Decompensation is a change in the overall ability to maintain physiological function in the presence of a stressor or disease. In the medical setting, clinicians utilize a wide range of technological tools to aid in their clinical decision making and to identify early warning signals for decompensation. However, many of these technologies have underperformed and are not aligned with the actual role of practitioners, resulting in unintended consequences and adverse events. The primary aim of this study is to explore how different nurses interpret early warning signs in order to anticipate decompensation. The secondary aim is to assess which technologies nurses rely on when anticipating decompensation, and if those technologies are adequately aiding them in their clinical decision making.

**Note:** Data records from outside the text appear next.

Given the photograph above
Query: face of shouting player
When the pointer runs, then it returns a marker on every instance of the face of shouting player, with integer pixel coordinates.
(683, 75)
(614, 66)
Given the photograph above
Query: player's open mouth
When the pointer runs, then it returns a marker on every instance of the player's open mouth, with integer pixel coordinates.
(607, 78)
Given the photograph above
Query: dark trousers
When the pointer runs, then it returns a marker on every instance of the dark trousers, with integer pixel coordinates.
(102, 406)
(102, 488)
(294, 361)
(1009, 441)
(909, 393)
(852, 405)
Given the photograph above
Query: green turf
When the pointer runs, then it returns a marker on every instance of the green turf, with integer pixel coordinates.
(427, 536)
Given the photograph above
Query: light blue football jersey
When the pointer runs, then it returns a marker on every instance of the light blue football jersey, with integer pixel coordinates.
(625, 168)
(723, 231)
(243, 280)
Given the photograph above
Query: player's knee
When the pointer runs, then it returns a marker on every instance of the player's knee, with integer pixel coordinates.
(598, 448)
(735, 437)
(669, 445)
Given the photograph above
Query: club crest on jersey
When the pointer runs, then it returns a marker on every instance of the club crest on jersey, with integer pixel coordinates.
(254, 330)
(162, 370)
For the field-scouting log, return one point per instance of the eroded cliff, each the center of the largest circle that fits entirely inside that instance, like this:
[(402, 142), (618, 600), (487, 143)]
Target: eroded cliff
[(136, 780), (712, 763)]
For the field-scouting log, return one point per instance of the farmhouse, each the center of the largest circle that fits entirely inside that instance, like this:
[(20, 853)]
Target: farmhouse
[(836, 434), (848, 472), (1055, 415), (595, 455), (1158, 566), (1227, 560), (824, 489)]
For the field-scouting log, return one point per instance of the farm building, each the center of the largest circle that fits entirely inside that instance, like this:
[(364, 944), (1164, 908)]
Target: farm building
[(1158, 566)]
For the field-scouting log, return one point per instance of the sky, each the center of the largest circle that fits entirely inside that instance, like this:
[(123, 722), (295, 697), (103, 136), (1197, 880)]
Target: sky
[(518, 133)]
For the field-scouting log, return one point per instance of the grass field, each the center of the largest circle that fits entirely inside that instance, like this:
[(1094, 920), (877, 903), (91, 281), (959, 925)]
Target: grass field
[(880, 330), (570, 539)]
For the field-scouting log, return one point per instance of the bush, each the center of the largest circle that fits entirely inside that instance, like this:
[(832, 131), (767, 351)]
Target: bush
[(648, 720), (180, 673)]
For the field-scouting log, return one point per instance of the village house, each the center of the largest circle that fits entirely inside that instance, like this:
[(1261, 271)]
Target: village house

Two researchers performed semi-structured ethnographic interviews that were recorded and transcribed during the summer of 2017. In total, 43 nurses were interviewed from different medical and surgical floors within the same hospital. Participants were asked questions focused on how they use and respond to alarms and how they anticipate patient decompensation. Constant Comparative Analysis was used to reveal patterns of responses between participants. Based on the qualitative analysis 6 major themes emerged: 1. Anticipating patient decompensation requires creating a complete mental “picture of the patient” by the nurses 2. Nurse-to-nurse communication and expertise is essential to understanding the patient’s history 3. Warning signs for decompensation were largely determined by a patient’s baseline 4. Change over time, or trends, is informative for anticipating decompensation. Numbers (regarding vital signs and labs) alone are not 5. Consistent care of patients improved nurse’s confidence in decision making 6. Anticipating decompensation requires “staying ahead of the machines Our research suggests that there is a gap between the information practitioners need to accurately anticipate patient decompensation, and the information current alarm technologies provide. Alarms are the primary tool provided to nurses to aid them in detecting hazardous events, however, current alarms are not well-suited in supporting signals that anticipate patient decompensation before it happens.